In the days after our trip I marveled at his complete stoke and natural ability for climbing. I was even jealous to a degree. A part of me wished I was his age again and wondered what would have happened if I had made a different choice 20 years ago when I was freewheeling around Montana.
I had been living with my best friend out of the back of his Jeep Cherokee in Western Montana. We hiked and adventured and enjoyed the fact that we had left everything we knew behind in Vancouver, Washington, and didn’t know where life was taking us. When I got down to my last $300, I had a decision to make. Should I continue to “dirtbag” it or head for safety? I panicked and retreated to Coeur d’Alene where I stayed with my grandparents and got a job.
Alex made the choice I didn’t.
Only nine days after the trip to climb at Smith I received a phone call from a friend telling me Alex had fallen 200 feet and was gone. He had been hiking up the Misery Ridge trail to a route he was developing with a friend and had fallen before ever beginning his rappel onto the half-completed route.
Alex had been on the road to something spectacular, something I’m sure I would have read about someday in the climbing magazine. The beautiful thing was that he was so passionate and gracious about the path he was walking to get there.
Sometimes life hurls something in your direction that causes you to look up from the trail and look around at your surroundings. You wonder how you got to this place and whether you’re still walking in the direction you intended to when you started out.

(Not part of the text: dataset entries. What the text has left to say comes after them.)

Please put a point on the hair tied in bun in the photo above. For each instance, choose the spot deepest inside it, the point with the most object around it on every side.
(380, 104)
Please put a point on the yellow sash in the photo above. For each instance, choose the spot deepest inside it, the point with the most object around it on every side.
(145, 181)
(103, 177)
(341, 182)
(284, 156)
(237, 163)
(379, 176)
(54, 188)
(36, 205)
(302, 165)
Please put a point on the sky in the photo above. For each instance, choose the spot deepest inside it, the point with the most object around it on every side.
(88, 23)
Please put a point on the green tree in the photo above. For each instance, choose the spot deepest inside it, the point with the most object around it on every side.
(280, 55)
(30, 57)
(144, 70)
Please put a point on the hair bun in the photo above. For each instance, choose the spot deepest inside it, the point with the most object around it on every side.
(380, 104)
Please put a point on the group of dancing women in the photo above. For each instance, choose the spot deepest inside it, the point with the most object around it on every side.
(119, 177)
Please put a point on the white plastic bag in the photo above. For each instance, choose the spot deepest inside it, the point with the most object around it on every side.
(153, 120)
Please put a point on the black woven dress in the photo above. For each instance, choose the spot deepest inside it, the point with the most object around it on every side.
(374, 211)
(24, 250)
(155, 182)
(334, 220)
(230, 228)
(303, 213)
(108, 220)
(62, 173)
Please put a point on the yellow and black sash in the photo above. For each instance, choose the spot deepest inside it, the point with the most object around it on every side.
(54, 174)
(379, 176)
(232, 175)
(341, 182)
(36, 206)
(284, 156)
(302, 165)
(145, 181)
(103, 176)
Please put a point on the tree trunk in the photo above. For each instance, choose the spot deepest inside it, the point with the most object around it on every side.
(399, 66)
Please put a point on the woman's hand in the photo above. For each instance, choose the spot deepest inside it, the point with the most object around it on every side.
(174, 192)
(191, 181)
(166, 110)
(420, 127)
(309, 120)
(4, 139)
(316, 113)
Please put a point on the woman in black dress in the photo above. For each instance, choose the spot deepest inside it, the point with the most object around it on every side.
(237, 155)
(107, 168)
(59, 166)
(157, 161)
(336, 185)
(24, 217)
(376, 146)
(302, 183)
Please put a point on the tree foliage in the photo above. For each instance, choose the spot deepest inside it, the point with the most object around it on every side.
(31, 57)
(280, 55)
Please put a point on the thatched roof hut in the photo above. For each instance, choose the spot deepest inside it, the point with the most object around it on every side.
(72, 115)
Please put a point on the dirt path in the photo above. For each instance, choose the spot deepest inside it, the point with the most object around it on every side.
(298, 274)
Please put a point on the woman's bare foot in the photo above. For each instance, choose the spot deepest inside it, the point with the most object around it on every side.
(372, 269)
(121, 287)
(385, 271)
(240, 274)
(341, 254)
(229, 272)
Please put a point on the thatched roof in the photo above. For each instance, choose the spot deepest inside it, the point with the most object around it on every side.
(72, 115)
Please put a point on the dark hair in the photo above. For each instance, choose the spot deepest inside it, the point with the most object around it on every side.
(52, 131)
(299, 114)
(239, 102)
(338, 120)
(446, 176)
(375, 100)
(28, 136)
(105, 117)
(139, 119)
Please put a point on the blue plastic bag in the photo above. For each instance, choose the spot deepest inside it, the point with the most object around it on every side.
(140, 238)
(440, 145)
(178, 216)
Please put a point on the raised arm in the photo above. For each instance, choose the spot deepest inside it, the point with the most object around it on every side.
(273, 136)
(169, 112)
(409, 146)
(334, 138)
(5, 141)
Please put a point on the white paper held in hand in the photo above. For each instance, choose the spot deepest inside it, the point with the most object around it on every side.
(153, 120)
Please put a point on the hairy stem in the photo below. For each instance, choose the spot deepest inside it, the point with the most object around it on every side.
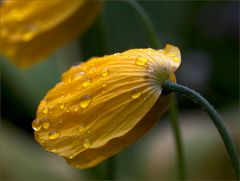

I was impacted by the strangeness of life. I thought long and hard about the scares I’d had while adventuring. There have been several. I thought long and hard about the balance between chasing adventure and staring down the inevitable end.
I decided to focus more on my climbing, almost as a way of honoring Alex. I vowed to be at the same time more mindful of my actions in life, both in adventuring, and with my wife and daughters. I know life is an offering you shouldn’t turn down.
Twenty years of life led me to the place where I now stand. I am married to an amazing and beautiful wife; father to two daughters I love and enjoy watching grow, more so every day; a weekend adventurer who still chases a spectacular life and has nonetheless found a spectacular life where he never started to look.
Cheers to you Alex, I know heaven found you on some sweet rock. Thanks for the beta.